Gazette de Liége Entretien

Après le bourgmestre de Liège Willy Demeyer (PS), samedi dernier, c’est à présent le premier échevin Michel Firket (CDH), en charge de l’Urbanisme, de l’Environnement, du Tourisme et du Développement durable, qui se livre pour la "Gazette" à un tour d’horizon des dossiers de la rentrée.

Quels sont les projets qui vous tiennent à cœur pour les deux dernières années de la mandature ?

Le choix est difficile. La compétence de l’urbanisme me mettant au centre des dossiers liégeois importants, je peux les citer tous.
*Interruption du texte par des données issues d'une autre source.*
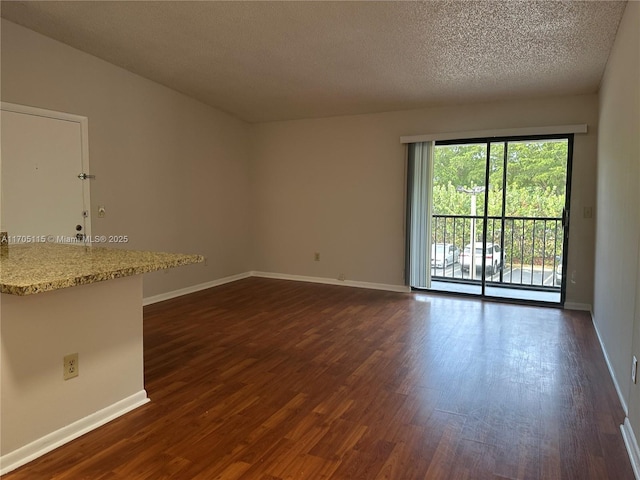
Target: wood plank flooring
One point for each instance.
(272, 380)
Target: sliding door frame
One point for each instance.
(569, 137)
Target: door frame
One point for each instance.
(488, 140)
(83, 122)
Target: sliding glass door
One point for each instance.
(498, 217)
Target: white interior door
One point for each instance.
(42, 196)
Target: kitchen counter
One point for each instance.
(27, 269)
(100, 321)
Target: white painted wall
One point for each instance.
(616, 301)
(102, 322)
(336, 186)
(171, 172)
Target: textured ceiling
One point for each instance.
(263, 61)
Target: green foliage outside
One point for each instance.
(536, 180)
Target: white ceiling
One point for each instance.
(264, 61)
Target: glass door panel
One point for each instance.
(497, 217)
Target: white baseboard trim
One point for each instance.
(194, 288)
(632, 446)
(53, 440)
(585, 307)
(331, 281)
(610, 366)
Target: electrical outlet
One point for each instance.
(71, 366)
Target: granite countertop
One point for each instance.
(26, 269)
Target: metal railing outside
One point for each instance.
(531, 249)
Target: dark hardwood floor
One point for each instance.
(267, 380)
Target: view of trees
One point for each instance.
(536, 182)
Je mettrais l’accent sur deux d’entre eux : le réaménagement du quartier du Cadran et de la gare du Palais, qu’on peaufine actuellement avec les auteurs de projets, et l’éco-quartier au Sart Tilman, pour lequel nous sommes en procédure d’attribution et qui concernera environ 80 logements emblématiques de toute une démarche.
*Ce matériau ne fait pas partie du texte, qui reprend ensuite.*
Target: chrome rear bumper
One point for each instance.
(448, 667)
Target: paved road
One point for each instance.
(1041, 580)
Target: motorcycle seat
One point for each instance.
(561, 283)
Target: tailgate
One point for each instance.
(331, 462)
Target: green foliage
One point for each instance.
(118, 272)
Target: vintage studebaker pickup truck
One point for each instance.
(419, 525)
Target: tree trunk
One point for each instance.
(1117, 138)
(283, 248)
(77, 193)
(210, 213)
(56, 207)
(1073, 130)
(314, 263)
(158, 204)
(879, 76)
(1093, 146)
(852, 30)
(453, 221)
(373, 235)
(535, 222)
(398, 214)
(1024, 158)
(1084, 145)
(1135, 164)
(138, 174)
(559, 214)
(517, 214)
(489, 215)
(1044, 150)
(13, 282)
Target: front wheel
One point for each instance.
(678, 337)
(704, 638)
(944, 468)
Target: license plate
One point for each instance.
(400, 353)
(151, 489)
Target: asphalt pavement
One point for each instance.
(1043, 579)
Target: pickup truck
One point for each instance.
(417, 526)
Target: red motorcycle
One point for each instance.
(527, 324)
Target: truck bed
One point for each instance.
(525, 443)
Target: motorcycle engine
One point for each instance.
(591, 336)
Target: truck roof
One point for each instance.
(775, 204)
Vous avez donné, au printemps dernier, une large diffusion à la vision de la Ville pour le futur axe Guillemins-Médiacité. Avec quels résultats ?

L’accueil a été excellent, tant lors de la journée d’exposition qu’après la diffusion de la plaquette. Je n’ai reçu aucun courrier hostile à ce plan. Mais cela reste un dossier difficile parce que la SNCB n’accepte pas que le processus légal et démocratique ait abouti à un projet qui n’est pas le sien. Est-elle en droit de tout arrêter parce qu’on ne respecte pas une pelouse qui a été conçue avec elle comme provisoire, pour l’inauguration ? J’invite instamment la SNCB à travailler avec nous dans le sens de l’intérêt collectif.

Sur le tram, le ministre wallon de la Mobilité Philippe Henry a annoncé une procédure de consultation…

Il faut réaliser le tram le plus vite possible et en tout cas pour l’Exposition 2017. Relancer une phase de concertation, ce n’est pas faire progresser un dossier qui n’a plus bougé depuis un an et demi. La Conférence des échevins de l’Urbanisme s’était mise d’accord sur un plan et le ministre Antoine avait décidé. Tout cela existe depuis un an et demi et on parle de se concerter encore. Je souhaiterais que cela avance autrement.

Il faut aussi un intérêt de la part du privé.

Il appartient à la SRWT et au ministre de tutelle de trouver la bonne formule de financement. Je n’ai pas les moyens de forcer l’expertise, mais je constate que depuis un an et demi, elle n’est même pas amorcée.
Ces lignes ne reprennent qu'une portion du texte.